Abstract 991: The Novel BTB/POZ Protein, RhoBTB3, Regulates Mitochondrial Function Via The Ubiquitin Proteasome System
Although BTB/POZ family proteins play a critical role in the development of various organs, and are recently known as a substrate adaptor of CUL3 ubiquitin ligases, the involvement of these proteins in heart development remains unknown. We recently isolated the novel protein, RhoBTB3, an 83-kD protein which comprises an N-terminal Rho GTPase resembling domain and two tandem BTB domains. The purpose of this study was to investigate the molecular and functional characteristics of this protein in mice heart.
[Methods and Results]
RhoBTB3 was faintly expressed in the embryonic heart, but was strongly expressed in the adult heart. It was weakly expressed in adult brain and testis.
RhoBTB3-GFP fusion protein cDNA was transfected into primary cultured rat cardiomyocytes using adenovirus. Fluorescence microscopy revealed that RhoBTB3 was located at the cytoplasm of living cardiomyocytes.
HA-tagged RhoBTB3 and MYC-tagged CUL family proteins (1 – 5) were co-transfected into COS7 cells. RhoBTB3 was co-immunoprecipitated with CUL3 in vitro, but not with other CUL proteins.
The various mutant RhoBTB3 and wild type CUL3 protein were examined by immunoprecipitation assay. Both the first BTB domain and second BTB domain can bind to CUL3 protein independently.
It was difficult to detect RhoBTB3 in protein analysis. To determine whether or not RhoBTB3 itself could be the Cul3 ubiquitin target, RhoBTB3 protein was measured under the presence of proteasome inhibitor MG132 and protein synthesis inhibitor cycloheximide. The RhoBTB3 protein was immediately degraded and dropped below the detection level within 2 hours.
The transgenic mice which overexpressed the heart-restricted RhoBTB3 were healthy at a young age.

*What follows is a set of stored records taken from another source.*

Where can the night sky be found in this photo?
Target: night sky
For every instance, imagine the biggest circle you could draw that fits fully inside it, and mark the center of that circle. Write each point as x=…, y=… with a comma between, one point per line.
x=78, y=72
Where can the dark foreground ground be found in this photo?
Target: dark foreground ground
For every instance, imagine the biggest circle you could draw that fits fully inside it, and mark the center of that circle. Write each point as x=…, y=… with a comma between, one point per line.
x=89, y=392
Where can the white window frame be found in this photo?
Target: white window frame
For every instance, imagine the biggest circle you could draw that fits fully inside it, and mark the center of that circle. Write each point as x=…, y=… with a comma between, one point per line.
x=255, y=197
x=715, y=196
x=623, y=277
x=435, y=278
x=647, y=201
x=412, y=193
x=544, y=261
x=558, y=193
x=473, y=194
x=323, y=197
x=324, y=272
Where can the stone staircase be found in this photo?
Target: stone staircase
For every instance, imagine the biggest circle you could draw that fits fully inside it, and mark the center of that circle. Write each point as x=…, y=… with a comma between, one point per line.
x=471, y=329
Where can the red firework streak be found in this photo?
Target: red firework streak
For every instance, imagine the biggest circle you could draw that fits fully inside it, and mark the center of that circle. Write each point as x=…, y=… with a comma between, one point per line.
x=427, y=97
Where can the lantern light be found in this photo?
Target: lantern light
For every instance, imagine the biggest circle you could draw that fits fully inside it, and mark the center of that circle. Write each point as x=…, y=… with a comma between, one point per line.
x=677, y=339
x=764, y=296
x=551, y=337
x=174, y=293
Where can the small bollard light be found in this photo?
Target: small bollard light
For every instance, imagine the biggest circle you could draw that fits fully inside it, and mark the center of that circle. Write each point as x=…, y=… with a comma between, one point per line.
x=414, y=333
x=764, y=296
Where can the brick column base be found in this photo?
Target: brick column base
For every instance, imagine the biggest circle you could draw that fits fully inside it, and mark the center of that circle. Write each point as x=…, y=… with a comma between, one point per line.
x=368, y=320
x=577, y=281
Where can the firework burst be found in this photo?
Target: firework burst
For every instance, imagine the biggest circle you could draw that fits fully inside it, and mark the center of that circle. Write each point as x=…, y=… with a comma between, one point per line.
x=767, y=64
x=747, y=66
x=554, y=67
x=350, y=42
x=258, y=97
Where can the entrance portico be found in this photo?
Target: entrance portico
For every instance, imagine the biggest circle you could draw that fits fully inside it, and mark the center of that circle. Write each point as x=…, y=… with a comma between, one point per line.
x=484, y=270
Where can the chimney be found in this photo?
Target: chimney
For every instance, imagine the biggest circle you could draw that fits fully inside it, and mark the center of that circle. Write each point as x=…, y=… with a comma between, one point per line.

But after 3 months, they gradually showed heart failure and finally fell into sudden death. Interestingly before heart failure, electron microscopy demonstrated that mitochondria dramatically increased in number and showed deformity in RhoBTB3 transgenic hearts.
[Conclusions] RhoBTB3 is mainly expressed in the adult heart, and its protein was rapidly degraded with the CUL3-mediated ubiquitin proteasome system in the heart. The overexpression of RhoBTB3 caused a marked increase in abnormal mitochondria, followed by severe heart failure.